Amal was in the parking structure adjacent to the hospital, posing as a booth attendant. Mustafa had hoped that an unfamiliar woman in the booth would be less likely to raise suspicion, but this part of the plan was working too well: The doctors and male nurses arriving for the 2 p.m. shift were stopping to chat Amal up, creating a small traffic jam at the garage entrance. Some of the other agents began teasing Amal about her “new boyfriends”; then Abd al Rasheed, an older agent who’d re-embraced Islam in a big way after 11/9, came on air to berate them for the crudeness of their comments.

“Enough!” Mustafa said, breaking into the transmission. “Peace be unto all of you, and knock it off! It’s almost two. Does anyone see our target?”

“Mustafa?” a voice answered almost immediately. “This is Hamdan. I think we may have him. You said Costello drives a white motorcycle?”

Mustafa glanced at Sinbad. “That’s our information, yes.” He recited a license plate number.

“That’s the one. He’s here.”

“Is he headed for the parking garage?”

“He was. He just pulled over to the curb and checked his pager. Now he’s making a cell phone call . . .”

Mustafa looked at Sinbad again and nodded hopefully towards the radio scanner. Sinbad shook his head.

“Mustafa?” Hamdan said. “Do you want us to grab him?”

Before Mustafa could answer, Abdullah clicked in from the hospital switchboard: “Mustafa, Costello’s on the line right now . . . He says he’s going to be late to work.”

“Does he say why?”

“Family emergency.”

Mustafa took his finger off the transmit button. “Did I miss something in Costello’s file about relatives in Baghdad?”

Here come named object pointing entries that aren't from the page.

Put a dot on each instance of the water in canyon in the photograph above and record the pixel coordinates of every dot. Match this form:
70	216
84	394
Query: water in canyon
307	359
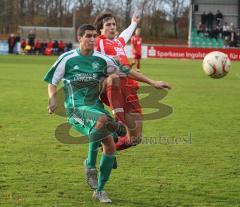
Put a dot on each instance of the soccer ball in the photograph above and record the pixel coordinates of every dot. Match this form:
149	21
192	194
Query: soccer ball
216	64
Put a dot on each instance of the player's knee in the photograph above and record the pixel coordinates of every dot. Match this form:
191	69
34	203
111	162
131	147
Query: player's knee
113	80
108	145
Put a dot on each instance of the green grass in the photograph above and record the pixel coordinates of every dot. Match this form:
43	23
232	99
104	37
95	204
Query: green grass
37	170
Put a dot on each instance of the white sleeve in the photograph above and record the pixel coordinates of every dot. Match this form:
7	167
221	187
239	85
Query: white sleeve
127	33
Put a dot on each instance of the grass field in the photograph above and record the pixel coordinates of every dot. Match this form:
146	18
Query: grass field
37	170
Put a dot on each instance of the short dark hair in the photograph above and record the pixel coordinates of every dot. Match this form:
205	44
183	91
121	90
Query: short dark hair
83	28
101	19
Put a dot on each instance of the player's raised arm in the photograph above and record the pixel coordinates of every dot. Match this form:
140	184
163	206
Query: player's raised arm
127	33
115	67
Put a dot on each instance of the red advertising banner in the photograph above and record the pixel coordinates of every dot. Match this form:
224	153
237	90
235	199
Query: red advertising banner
188	53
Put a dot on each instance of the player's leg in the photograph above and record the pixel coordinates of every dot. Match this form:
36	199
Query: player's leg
138	65
133	116
104	127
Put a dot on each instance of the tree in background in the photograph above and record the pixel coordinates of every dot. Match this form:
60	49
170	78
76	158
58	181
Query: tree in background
160	19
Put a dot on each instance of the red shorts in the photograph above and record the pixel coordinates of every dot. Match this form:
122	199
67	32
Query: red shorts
136	56
129	91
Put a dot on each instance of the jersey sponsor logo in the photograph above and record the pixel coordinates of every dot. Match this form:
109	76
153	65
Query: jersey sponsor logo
119	51
76	67
85	77
96	66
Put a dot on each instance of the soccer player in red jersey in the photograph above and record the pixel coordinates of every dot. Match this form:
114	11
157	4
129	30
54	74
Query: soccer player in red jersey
136	42
124	103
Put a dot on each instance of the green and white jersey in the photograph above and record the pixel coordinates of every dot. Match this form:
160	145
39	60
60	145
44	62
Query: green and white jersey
81	76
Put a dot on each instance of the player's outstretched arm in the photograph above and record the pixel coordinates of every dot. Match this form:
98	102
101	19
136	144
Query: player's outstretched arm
142	78
52	98
127	33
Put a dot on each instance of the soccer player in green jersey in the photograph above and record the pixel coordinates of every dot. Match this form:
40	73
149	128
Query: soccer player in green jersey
82	71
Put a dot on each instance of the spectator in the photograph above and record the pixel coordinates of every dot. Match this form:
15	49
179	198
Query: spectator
31	40
200	28
11	43
37	47
50	44
232	27
42	48
238	38
23	44
219	18
61	46
210	19
69	46
233	39
55	47
204	18
226	30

“No,” Sinbad said. “He’s got no family here. Nearest thing is a fiancée who got killed in Gaza City a few years back.”

“So who paged him?”

“Two guesses,” Samir said from the back seat.

Hamdan: “Mustafa? The guy is on the move again. What do you want us to do?”

“Follow him,” Mustafa said, making a decision. “Keep him in sight but don’t take him yet. He may be on his way to meet with the Hoffmans . . . Hamdan, do you copy?”

An oath accompanied by the blare of a car horn erupted from the radio.

“Hamdan?”

“Ah, we’re stuck behind some idiot who won’t move . . . Costello was able to squeeze around. He’s turning south onto Union Boulevard.”

Sinbad already had the car in motion. Thirty seconds later they too were on the boulevard, the white motorcycle visible a block ahead of them.

“Everyone please pay attention,” Mustafa said into the radio. “Costello is southbound, approaching the July 14th Bridge. We want to see where he’s going, so I’d ask my friends in the Baghdad PD to please stay back with your sirens off. Anyone not driving a marked car, we could use your help with the pursuit. And can I get a helicopter overhead in case we lose him?”